Eine Kombination aus beiden Welten macht nicht nur für Kunden Sinn, ganz im Gegenteil. Der Handel muss erkennen, dass die veränderten Kundenbedürfnisse auch eine große Chance darstellen. Bezogen auf den Autohandel bedeutet dies, dass der Kundenkontakt längst nicht mehr nur im Showroom stattfindet, sondern die Kundenansprache ebenso über die Webseite im Internet, über Messengerdienste, E-Mail-Newsletter, Bewertungsplattformen oder Social-Media-Kanälen erfolgt.

Kunden verbinden beim Sales- und After-Sales-Prozess die Vorteile von digitalen Tools mit den Vorzügen einer persönlichen Beratung im Autohaus. Sie erwarten dabei nicht nur digitale Informationen und Kontaktmöglichkeiten entlang der Kundenreise, sondern auch eine umfassende Beratung im Autohaus. Wer die Vorteile beider Welten sinnvoll miteinander verbindet, wird seine Kunden begeistern und auch in Zukunft am Markt bestehen können.

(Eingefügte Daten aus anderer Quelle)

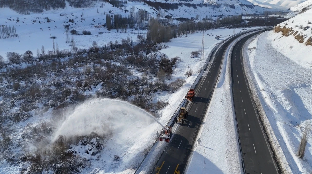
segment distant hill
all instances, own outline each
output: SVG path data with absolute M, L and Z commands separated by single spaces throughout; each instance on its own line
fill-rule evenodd
M 131 2 L 131 3 L 128 3 Z M 261 13 L 266 11 L 281 9 L 278 6 L 263 7 L 255 5 L 246 0 L 193 0 L 168 1 L 158 0 L 20 0 L 5 1 L 0 3 L 0 8 L 8 7 L 20 14 L 41 13 L 44 11 L 63 9 L 66 4 L 73 8 L 102 8 L 108 2 L 115 7 L 129 10 L 135 4 L 136 7 L 154 12 L 156 14 L 168 15 L 174 18 L 195 17 L 197 14 L 217 16 L 238 15 L 242 14 Z M 276 6 L 276 7 L 275 7 Z M 264 8 L 264 7 L 265 8 Z M 268 9 L 269 8 L 271 9 Z
M 306 0 L 267 0 L 265 2 L 290 8 L 305 1 Z
M 271 0 L 268 0 L 270 1 Z M 279 5 L 269 3 L 267 2 L 261 2 L 256 0 L 248 0 L 248 1 L 252 3 L 254 5 L 258 5 L 260 7 L 269 8 L 275 8 L 281 10 L 285 10 L 288 9 L 287 7 L 282 7 Z

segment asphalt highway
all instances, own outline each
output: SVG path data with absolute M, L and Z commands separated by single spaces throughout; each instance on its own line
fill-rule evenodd
M 163 152 L 153 174 L 183 173 L 218 79 L 223 54 L 227 46 L 242 34 L 229 39 L 217 50 L 209 72 L 200 79 L 195 88 L 194 99 L 188 104 L 191 106 L 187 107 L 189 108 L 187 121 L 183 125 L 177 126 L 176 130 L 173 130 L 174 134 Z M 213 53 L 212 56 L 214 55 Z M 209 58 L 212 60 L 211 57 Z
M 243 46 L 248 39 L 258 34 L 244 37 L 234 46 L 231 60 L 232 89 L 246 173 L 275 174 L 279 173 L 279 169 L 260 121 L 243 70 Z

Digitale Touchpoints entscheidend für die Leadgenerierung

Möchten Autohäuser und Kfz-Betriebe ihre Zielgruppen an möglichst vielen Kontaktpunkten erreichen, müssen sie jetzt auf digitale Kanäle setzen. Zum Beispiel mit Anzeigen bei Google und den diversen Fahrzeugbörsen, passenden Suchergebnissen bei Google und Dynamic Ads auf Facebook, ein gut gepflegter Google My Business Account gehört ebenso dazu wie WhatsApp und Chat als Alternative für die Kundenkommunikation. Eine Webseite mit verschiedenen digitalen Features und der Möglichkeit Fahrzeuge Online zu bestellen, setzen große Autohändler bereits um.

So werden aus digitalen Leads Autohauskunden und aus Showroom-Besuchern Online-Kunden. Im modernen Koch Store in Berlin können Kunden beispielsweise vor Ort Autos auch online kaufen oder sich in einem der Themenräume beraten lassen.

Die Herausforderung für Autohäuser in den nächsten Monaten und Jahren wird es daher sein, die Vorteile des persönlichen Kontakts zum Kunden mit den Möglichkeiten des Online-Sales zu verbinden.